# Titanium frame and road salt should I be concerned?



## Haystack Calhoun (Jan 18, 2004)

I am commuting to work on my titanium mountain bike. Should I be concerned about road salt damaging the frame?


----------



## mtbxplorer (Dec 25, 2009)

Nope. Some components will take a bit of a beating over time, but the frame will be fine. I ride a '98 Litespeed in VT and the frame is none the worse for the wear.


----------



## Vancbiker (May 25, 2005)

Titanium has very very good corrosion resistance. Your frame will suffer zero problems with any common de-icing salts.


----------



## Harold (Dec 23, 2003)

I would put a few caveats in there. Sure, by itself, Ti is pretty resistant to corrosion.

Ti frames can STILL suffer from galvanic corrosion (dissimilar metals in the presence of an electrolyte). If any of the steel or alu bits on the bike (especially those in direct contact with the Ti frame) haven't had a good coating of anti-seize applied, then good maintenance should involve doing so if road salt is part of the equation (guess what, that stuff is a great electrolyte).

I'd be paying extra special attention to the bb, since that area is likely to get the most splash from the road, and the bb-frame interface is DEFINITELY one where you don't want galvanic corrosion happening. A seized bb can really ruin your day. But also make sure you get any bolts that thread into frame bosses. I grease all mine (steel frame).

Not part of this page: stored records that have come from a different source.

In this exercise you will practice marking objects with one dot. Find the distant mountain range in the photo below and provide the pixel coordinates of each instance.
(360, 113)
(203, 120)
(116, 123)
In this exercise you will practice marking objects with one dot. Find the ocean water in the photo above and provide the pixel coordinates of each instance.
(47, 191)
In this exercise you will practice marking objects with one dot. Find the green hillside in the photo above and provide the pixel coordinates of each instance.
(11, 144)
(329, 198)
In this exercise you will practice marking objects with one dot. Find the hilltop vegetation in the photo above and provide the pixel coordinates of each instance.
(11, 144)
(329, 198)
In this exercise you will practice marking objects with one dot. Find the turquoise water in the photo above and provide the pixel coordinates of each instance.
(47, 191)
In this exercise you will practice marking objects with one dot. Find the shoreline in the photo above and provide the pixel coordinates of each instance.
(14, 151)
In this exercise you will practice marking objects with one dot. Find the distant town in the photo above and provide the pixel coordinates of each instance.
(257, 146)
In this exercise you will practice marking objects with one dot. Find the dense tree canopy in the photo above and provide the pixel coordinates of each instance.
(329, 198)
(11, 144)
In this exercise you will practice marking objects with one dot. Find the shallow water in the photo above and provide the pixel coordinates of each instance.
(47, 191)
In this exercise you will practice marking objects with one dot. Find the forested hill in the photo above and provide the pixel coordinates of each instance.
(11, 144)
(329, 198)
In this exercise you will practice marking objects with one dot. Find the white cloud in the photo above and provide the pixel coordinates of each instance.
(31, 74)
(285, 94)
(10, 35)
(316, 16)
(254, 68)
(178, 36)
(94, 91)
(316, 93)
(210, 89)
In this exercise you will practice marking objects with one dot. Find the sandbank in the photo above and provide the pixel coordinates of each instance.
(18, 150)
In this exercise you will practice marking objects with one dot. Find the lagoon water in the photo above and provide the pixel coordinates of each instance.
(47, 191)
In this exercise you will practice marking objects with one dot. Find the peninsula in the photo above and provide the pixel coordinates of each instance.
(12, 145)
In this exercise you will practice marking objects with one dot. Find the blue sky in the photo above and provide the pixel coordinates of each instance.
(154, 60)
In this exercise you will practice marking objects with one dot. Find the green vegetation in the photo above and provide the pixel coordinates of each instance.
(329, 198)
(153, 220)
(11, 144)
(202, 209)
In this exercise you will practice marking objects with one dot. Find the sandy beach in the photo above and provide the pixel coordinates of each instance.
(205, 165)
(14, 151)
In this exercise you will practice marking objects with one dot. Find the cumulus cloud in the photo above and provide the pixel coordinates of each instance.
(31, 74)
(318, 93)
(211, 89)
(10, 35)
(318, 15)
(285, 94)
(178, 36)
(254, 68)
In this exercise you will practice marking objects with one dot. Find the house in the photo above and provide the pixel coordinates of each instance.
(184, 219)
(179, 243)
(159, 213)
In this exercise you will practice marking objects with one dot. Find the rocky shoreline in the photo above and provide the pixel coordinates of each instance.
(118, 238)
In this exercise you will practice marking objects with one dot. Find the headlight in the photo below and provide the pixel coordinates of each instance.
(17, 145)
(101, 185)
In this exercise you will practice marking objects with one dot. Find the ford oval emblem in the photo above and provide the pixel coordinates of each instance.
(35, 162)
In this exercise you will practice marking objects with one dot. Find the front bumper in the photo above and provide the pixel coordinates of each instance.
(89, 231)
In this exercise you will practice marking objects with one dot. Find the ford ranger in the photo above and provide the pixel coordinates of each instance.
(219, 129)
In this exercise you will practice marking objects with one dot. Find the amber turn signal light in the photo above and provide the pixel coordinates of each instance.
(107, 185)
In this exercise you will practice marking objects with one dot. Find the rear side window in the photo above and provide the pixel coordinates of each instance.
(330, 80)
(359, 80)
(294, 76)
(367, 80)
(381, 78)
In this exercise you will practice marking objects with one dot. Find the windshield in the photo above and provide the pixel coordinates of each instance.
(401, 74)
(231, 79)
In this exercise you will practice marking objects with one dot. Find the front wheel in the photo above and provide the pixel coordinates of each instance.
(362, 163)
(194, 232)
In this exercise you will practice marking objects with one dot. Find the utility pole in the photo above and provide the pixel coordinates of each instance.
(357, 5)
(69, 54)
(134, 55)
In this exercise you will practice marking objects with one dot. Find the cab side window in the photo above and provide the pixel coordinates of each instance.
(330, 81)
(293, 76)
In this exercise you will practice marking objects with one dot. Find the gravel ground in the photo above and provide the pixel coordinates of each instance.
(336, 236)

Also pay attention to anything with a steel-alu difference (especially in the handlebar area, around shifter/brake lever clamps, underneath the grips, etc.)

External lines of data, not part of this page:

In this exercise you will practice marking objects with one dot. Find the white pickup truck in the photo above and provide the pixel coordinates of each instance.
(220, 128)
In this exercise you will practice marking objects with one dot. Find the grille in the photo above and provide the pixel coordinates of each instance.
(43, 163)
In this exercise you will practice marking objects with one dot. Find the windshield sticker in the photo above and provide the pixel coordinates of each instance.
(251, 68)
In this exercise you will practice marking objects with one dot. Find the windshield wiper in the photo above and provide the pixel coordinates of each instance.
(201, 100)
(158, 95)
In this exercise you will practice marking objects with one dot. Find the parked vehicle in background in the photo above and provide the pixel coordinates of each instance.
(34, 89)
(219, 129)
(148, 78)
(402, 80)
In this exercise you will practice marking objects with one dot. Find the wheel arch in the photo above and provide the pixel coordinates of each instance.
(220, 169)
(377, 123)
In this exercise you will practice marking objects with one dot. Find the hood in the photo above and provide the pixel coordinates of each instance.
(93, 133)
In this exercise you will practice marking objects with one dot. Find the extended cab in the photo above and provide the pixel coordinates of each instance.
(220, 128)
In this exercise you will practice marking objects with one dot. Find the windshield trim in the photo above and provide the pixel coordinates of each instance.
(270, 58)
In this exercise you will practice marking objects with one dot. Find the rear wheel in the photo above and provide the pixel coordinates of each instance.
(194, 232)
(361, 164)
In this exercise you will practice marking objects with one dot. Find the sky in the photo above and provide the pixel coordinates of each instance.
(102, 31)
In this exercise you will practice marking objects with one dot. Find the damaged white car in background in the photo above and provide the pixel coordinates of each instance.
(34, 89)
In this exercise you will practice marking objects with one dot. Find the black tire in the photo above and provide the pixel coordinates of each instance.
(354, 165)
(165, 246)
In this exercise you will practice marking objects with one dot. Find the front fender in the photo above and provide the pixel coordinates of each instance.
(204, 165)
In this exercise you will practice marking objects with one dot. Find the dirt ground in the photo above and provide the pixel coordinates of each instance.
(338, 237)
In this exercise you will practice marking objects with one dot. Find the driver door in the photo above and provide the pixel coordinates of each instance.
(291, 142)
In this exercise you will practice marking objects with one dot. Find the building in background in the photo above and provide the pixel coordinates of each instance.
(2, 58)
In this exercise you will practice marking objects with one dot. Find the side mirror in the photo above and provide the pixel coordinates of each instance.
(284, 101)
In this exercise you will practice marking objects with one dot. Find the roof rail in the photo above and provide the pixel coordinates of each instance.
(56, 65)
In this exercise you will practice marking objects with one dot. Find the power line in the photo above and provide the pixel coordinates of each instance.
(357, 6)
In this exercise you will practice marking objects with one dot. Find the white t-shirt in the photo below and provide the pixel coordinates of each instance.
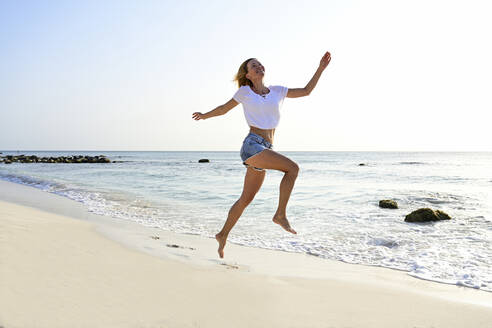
(261, 112)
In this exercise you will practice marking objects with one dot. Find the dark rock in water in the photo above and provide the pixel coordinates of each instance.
(426, 215)
(388, 203)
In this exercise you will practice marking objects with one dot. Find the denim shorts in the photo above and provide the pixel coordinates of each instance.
(253, 144)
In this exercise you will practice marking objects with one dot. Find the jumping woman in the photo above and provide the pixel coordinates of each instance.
(261, 108)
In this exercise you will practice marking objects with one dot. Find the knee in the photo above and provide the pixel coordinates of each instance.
(245, 200)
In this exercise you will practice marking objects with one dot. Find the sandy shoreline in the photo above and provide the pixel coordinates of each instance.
(61, 266)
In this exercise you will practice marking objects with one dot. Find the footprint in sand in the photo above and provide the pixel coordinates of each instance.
(230, 266)
(172, 245)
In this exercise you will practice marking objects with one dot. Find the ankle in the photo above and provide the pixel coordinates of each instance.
(221, 235)
(280, 214)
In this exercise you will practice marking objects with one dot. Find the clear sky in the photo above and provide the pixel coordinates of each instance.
(127, 75)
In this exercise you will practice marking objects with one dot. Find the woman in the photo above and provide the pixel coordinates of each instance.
(261, 109)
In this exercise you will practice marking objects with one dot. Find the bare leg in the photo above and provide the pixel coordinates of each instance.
(270, 159)
(252, 183)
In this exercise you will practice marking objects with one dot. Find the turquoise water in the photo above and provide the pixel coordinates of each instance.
(334, 205)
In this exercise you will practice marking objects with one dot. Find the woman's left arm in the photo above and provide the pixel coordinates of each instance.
(302, 92)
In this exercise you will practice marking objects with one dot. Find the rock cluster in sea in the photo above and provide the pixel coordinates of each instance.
(417, 216)
(388, 203)
(62, 159)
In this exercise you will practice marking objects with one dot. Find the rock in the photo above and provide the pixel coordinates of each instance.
(426, 215)
(388, 203)
(61, 159)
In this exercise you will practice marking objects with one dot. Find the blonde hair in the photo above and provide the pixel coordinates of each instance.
(241, 74)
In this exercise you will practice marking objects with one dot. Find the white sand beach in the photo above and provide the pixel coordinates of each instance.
(61, 266)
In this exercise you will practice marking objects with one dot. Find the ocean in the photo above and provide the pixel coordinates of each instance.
(333, 207)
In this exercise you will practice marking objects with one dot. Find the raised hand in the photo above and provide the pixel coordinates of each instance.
(325, 60)
(198, 116)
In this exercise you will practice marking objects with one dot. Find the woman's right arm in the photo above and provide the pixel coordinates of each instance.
(220, 110)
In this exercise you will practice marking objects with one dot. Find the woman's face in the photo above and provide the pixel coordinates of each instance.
(255, 70)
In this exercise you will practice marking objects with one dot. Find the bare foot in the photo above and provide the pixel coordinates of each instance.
(221, 241)
(284, 223)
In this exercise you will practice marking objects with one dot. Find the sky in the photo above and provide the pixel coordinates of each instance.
(127, 75)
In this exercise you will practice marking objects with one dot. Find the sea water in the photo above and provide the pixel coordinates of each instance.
(333, 207)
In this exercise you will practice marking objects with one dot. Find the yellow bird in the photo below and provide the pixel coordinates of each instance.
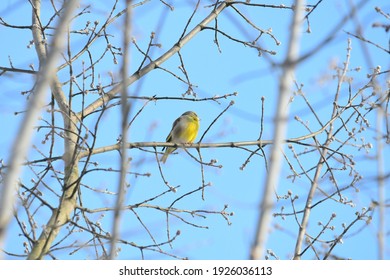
(184, 130)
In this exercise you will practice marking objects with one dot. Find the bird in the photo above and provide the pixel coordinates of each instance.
(184, 130)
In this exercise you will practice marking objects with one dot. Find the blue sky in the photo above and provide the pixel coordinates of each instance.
(236, 69)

This happens to road bike handlebars ALL THE TIME just from sweat. Road salt hiding in there can do the same thing.


----------



## Vancbiker (May 25, 2005)

Wouldn't the fact that most all aluminum bike parts are anodized greatly reduce or practically eliminate the potential for galvanic corrosion in contact with Ti?

Threads in Ti are notorious for galling regardless of corrosion. Some form of anti-seize compound should always be used on threaded Ti components. I wish I had a penny for every galled up Ti fastener I've seen machined out of aircraft components.


----------



## Harold (Dec 23, 2003)

Vancbiker said:


> Wouldn't the fact that most all aluminum bike parts are anodized greatly reduce or practically eliminate the potential for galvanic corrosion in contact with Ti?

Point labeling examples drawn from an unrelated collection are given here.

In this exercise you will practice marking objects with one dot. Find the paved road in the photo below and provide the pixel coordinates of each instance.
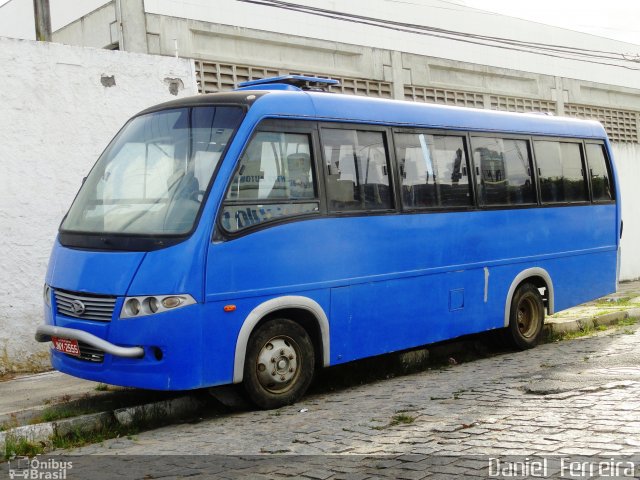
(578, 397)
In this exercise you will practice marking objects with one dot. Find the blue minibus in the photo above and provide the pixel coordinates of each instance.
(254, 236)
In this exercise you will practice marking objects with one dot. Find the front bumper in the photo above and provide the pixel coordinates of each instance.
(45, 332)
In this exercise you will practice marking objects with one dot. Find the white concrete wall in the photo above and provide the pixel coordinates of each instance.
(56, 117)
(627, 158)
(434, 13)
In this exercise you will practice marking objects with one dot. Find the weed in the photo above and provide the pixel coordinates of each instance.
(51, 414)
(79, 438)
(21, 447)
(615, 302)
(627, 322)
(401, 419)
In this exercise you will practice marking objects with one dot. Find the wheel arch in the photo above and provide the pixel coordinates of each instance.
(306, 311)
(541, 279)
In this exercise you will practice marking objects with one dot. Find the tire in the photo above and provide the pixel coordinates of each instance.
(526, 317)
(279, 364)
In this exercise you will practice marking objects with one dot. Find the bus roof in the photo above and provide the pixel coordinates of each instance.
(278, 102)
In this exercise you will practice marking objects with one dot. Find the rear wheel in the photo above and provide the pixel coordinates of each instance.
(526, 317)
(279, 364)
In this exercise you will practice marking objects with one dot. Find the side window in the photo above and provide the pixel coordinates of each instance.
(503, 168)
(433, 170)
(356, 169)
(275, 179)
(601, 184)
(561, 172)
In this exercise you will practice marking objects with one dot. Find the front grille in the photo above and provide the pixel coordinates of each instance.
(90, 307)
(89, 353)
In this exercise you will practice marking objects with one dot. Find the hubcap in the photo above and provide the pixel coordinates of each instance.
(277, 364)
(527, 317)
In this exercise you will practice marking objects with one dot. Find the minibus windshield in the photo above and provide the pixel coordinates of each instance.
(152, 178)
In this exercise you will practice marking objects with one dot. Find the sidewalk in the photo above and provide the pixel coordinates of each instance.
(38, 406)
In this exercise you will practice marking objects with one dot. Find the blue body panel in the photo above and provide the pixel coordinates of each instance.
(386, 282)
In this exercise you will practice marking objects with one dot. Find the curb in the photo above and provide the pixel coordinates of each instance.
(156, 412)
(579, 324)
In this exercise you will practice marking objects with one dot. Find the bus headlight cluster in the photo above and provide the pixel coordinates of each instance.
(142, 306)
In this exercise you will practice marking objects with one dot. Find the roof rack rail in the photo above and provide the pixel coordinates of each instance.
(286, 82)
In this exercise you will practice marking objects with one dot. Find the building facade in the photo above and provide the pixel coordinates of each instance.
(434, 51)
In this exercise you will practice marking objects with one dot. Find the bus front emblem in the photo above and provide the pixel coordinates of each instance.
(78, 307)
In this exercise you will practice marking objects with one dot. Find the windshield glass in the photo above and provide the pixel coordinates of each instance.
(153, 176)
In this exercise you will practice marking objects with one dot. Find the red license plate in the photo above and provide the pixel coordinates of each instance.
(64, 345)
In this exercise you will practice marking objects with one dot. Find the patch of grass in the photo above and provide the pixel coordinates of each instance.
(401, 417)
(21, 447)
(52, 414)
(590, 330)
(627, 322)
(79, 438)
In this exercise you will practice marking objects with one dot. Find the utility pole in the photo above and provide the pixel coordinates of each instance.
(42, 17)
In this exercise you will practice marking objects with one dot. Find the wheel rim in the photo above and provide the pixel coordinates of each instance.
(527, 317)
(277, 365)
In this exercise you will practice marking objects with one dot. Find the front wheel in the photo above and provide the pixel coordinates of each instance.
(279, 364)
(526, 317)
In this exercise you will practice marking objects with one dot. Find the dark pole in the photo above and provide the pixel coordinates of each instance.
(42, 17)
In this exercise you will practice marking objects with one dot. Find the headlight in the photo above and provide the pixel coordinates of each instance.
(142, 306)
(46, 295)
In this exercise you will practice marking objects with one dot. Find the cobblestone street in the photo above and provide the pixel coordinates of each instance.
(576, 397)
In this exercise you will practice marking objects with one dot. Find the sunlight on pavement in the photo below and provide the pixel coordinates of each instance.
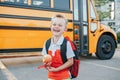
(6, 72)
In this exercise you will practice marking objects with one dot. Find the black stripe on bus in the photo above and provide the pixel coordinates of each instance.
(26, 17)
(33, 7)
(27, 28)
(20, 50)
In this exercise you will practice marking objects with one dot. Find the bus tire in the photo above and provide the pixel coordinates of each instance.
(105, 47)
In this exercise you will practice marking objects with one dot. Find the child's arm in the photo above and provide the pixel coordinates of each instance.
(64, 66)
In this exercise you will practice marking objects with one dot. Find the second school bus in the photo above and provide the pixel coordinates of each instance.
(25, 25)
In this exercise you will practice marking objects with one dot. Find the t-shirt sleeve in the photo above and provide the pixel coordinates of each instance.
(44, 52)
(69, 52)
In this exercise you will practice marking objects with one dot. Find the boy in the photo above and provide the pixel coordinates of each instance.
(58, 69)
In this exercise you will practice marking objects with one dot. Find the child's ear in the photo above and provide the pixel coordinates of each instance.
(65, 29)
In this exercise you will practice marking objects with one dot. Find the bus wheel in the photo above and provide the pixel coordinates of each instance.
(105, 47)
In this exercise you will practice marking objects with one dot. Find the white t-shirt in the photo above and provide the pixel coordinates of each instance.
(53, 47)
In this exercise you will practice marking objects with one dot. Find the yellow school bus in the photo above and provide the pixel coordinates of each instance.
(25, 25)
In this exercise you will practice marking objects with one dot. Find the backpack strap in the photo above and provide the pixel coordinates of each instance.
(63, 49)
(47, 45)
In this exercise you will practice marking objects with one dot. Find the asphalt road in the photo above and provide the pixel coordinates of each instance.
(91, 68)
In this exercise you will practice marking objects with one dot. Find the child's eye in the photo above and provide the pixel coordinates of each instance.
(54, 24)
(60, 25)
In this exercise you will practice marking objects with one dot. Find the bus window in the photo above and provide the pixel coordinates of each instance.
(84, 10)
(44, 3)
(58, 4)
(92, 13)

All it takes is one little scratch or defect through the ano layer for the ano to provide no protection at all.

I've had galvanic corrosion pop up on ano alu parts with steel hardware. Use grease, anti-seize, or threadlocker (whichever is most appropriate for the application) wherever possible, and clean your stuff off.

Salty roads are some of the worst possible conditions you could ride your bike in, and I don't play around with it. If I bike commuted regularly on salty roads, I'd probably buy stock in these guys:

https://www.amazon.com/Salt-Away-Salt-Remover-Spray-Fl/dp/B003HFZ5PA


----------



## mtbxplorer (Dec 25, 2009)

Your car will rust out much quicker, and will be way more expensive to repair or replace. Try to clean the bike about once a week, and yes, you might need a new BB every couple years, but it is not a death sentence or even that expensive. I keep the seatpost greased a couple times a winter,the derailleurs sprayed with silicone, and the chain lubed when I clean the bike, and that is about it. A ti bike likely has higher quality components, and that helps as well.


----------



## Volsung (Nov 24, 2011)

One of my mechanic friends here in MN sold all his Ti bikes because he got tired of aluminum BBs corroding to the frames. If I were to get a Ti bike I would probably do a stainless steel BB, like a Phil Wood.


----------



## jeffscott (May 10, 2006)

Bare aluminium is pretty good with road salt, and no disimmilar metals.

But a crack in the paint will cause pitting pretty quick.


----------



## ghettocruiser (Jun 21, 2008)

In the past I've had issues with:

Brass spoke nipples (keep some oil on them)
Un-anodized AL parts, like brake post spacers (cheap to replace)
Fork innards (factory repack in the spring or go carbon rigid)
Brake pistons (un-stick every now and then)

Of course, other things needed replacement as well, but this seemed to be a function of the increased mileage from year-round use rather than winter corrosion issues.

I decided it was cheaper and easier to deal with these limited issues than to set up a separate winter beater, although many others prefer this option.


----------



## OlMarin (Oct 22, 2016)

Harold said:


> I would put a few caveats in there. Sure, by itself, Ti is pretty resistant to corrosion.
> 
> Ti frames can STILL suffer from galvanic corrosion (dissimilar metals in the presence of an electrolyte).


. Very much true. And carbon frames? They'll destroy almost any metal that comes in contact with it.
The use of grease on ALL threads is a plus. Anti seize compound is cheap and a better option.
BTW Harold, my quoter will only capture part of a long post.


----------